魑魅魍魎の菊
「はぁ?!何で燃えて徐々に火が消えているんだよ!」
「そ、そんなの私が聞きたいわよ!!」
菊花は思わず立ち上がってしまった。
(アレェ——?!思いっきり動けているし!!)
(しかも札が消えてるし!)
玖珂の者は口をポカンと開け、菊花もパニックに陥って着物に触るが熱くもなんともない。
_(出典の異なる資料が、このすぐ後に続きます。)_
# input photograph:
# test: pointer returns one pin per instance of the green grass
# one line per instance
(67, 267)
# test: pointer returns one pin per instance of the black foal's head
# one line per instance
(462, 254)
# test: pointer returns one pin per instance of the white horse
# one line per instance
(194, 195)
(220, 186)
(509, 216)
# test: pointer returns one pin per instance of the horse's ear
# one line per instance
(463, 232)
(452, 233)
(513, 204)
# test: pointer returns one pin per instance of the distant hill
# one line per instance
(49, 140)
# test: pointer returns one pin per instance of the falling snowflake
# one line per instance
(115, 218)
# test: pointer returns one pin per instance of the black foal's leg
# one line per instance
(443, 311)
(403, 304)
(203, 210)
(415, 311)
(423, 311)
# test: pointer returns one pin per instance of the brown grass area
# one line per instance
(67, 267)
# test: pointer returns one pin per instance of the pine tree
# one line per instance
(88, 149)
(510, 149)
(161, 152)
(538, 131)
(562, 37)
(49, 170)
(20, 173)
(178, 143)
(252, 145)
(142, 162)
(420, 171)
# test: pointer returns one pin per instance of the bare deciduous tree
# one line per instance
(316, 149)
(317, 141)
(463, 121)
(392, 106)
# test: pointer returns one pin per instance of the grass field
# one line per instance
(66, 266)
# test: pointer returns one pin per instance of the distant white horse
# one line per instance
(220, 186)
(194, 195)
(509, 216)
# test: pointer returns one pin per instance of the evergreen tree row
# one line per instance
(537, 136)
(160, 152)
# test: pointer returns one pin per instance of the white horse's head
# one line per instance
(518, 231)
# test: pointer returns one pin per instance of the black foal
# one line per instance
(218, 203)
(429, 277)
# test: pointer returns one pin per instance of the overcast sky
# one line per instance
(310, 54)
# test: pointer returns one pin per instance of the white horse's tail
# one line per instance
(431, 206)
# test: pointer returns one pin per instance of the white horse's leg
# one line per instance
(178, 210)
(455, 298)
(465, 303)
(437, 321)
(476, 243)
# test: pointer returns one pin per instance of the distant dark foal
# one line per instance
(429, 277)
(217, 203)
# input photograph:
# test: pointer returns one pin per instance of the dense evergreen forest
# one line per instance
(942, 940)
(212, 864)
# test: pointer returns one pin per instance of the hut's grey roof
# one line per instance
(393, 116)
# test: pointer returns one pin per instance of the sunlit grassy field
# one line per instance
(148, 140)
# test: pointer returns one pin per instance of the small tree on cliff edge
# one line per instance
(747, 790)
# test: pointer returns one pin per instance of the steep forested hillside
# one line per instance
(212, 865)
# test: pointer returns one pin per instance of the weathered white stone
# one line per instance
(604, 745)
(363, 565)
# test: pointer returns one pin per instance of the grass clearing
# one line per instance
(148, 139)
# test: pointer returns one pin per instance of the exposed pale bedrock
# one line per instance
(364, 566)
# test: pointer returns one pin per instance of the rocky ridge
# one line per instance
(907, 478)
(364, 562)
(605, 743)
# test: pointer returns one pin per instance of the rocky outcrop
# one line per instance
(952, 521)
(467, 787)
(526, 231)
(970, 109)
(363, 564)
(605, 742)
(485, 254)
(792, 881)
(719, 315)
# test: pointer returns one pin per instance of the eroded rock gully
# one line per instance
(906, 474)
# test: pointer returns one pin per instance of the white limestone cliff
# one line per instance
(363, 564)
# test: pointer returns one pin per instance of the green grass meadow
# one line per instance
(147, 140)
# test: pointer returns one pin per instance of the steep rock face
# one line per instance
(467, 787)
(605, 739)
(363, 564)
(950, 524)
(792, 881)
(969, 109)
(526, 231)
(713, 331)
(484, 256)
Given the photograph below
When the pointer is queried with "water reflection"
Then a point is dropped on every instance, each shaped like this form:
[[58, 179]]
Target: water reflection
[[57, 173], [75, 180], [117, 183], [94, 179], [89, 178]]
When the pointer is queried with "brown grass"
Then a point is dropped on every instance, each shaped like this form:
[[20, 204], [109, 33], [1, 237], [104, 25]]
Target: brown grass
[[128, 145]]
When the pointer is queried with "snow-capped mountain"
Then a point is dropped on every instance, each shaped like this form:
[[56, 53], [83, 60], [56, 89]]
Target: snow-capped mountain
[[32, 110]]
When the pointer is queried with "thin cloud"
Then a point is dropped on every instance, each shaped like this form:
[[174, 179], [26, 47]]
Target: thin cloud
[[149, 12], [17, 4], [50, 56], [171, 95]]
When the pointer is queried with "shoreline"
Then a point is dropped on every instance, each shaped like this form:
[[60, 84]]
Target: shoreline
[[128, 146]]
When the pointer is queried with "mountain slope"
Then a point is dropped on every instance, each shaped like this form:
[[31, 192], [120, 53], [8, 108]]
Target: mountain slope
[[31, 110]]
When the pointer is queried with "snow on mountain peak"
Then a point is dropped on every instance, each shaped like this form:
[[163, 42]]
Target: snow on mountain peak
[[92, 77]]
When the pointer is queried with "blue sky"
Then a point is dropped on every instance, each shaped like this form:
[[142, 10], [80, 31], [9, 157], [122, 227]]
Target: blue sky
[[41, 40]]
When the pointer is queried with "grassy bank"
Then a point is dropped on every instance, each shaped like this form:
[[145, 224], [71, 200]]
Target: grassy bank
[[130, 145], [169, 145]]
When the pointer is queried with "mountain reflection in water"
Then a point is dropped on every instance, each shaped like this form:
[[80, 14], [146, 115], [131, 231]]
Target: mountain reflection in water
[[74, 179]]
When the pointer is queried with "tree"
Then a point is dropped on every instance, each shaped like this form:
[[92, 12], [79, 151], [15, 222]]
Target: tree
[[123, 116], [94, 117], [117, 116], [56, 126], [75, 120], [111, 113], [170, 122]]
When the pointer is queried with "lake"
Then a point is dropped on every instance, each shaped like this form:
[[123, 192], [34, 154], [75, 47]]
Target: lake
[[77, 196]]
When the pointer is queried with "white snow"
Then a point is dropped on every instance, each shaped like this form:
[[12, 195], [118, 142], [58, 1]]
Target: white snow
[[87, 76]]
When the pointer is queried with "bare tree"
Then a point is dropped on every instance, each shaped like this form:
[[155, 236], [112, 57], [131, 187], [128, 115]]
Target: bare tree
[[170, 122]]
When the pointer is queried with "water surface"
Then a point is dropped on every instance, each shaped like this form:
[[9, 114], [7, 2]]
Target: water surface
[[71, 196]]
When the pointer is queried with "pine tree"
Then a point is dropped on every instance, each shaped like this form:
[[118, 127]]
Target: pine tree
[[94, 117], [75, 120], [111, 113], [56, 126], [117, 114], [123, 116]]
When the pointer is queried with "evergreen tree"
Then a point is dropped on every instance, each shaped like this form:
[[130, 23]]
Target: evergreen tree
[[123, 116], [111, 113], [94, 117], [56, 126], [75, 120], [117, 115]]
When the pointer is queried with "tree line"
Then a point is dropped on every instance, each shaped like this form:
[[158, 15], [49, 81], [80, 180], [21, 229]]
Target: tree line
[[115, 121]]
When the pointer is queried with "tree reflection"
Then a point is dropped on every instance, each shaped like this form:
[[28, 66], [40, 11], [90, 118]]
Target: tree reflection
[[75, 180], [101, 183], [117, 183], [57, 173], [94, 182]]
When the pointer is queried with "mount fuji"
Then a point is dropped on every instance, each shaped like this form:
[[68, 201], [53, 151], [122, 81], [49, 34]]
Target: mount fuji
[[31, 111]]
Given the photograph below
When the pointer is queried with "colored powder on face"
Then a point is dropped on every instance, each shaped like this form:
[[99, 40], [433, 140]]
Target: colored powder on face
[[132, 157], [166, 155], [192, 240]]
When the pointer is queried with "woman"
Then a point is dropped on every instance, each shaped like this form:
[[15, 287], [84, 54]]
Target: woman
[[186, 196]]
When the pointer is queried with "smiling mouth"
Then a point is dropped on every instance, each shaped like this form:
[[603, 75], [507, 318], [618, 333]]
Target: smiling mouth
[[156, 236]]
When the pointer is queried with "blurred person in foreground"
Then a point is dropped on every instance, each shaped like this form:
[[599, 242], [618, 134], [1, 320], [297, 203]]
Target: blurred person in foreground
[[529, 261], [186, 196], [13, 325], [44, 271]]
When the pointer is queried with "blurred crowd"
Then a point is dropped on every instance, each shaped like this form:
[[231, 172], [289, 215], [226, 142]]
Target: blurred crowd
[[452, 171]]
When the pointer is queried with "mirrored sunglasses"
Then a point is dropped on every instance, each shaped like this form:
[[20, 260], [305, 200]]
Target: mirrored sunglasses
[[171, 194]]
「な、何故俺の赤札で滅されないんだ?!前代未聞だぞこの地味女!」
正影は思わず菊花の胸ぐらを掴むが菊花だって黙っちゃいない。
「私だって何も知らないし、何もしていないわよ!!」
菊花も負けじと右手で綺麗な赤い着物を掴むんで喧嘩腰になる。
「だった何で滅されないんだ?!セリフ決めた俺が超格好悪いだろうが!」
「それはこっちのセリフだってば!!アンタに滅される覚悟でタンカ切って、思わずちょっと格好良いこと言った私の方が超絶格好悪いし!!」
(ヒヒ〜ンっ…)
(お、お馬さん……大変だね、)
(…ヒ〜ン)
喧嘩なのか自虐対決なのか不明な戦いに仲裁を入れたのは「夜行」だった。
呆れたように二人を殴って距離を取らせたのだ。
「二人共冷静になって俺の話を聞く」
細やかに笑う笑顔の重圧に耐えれなかった二人だった。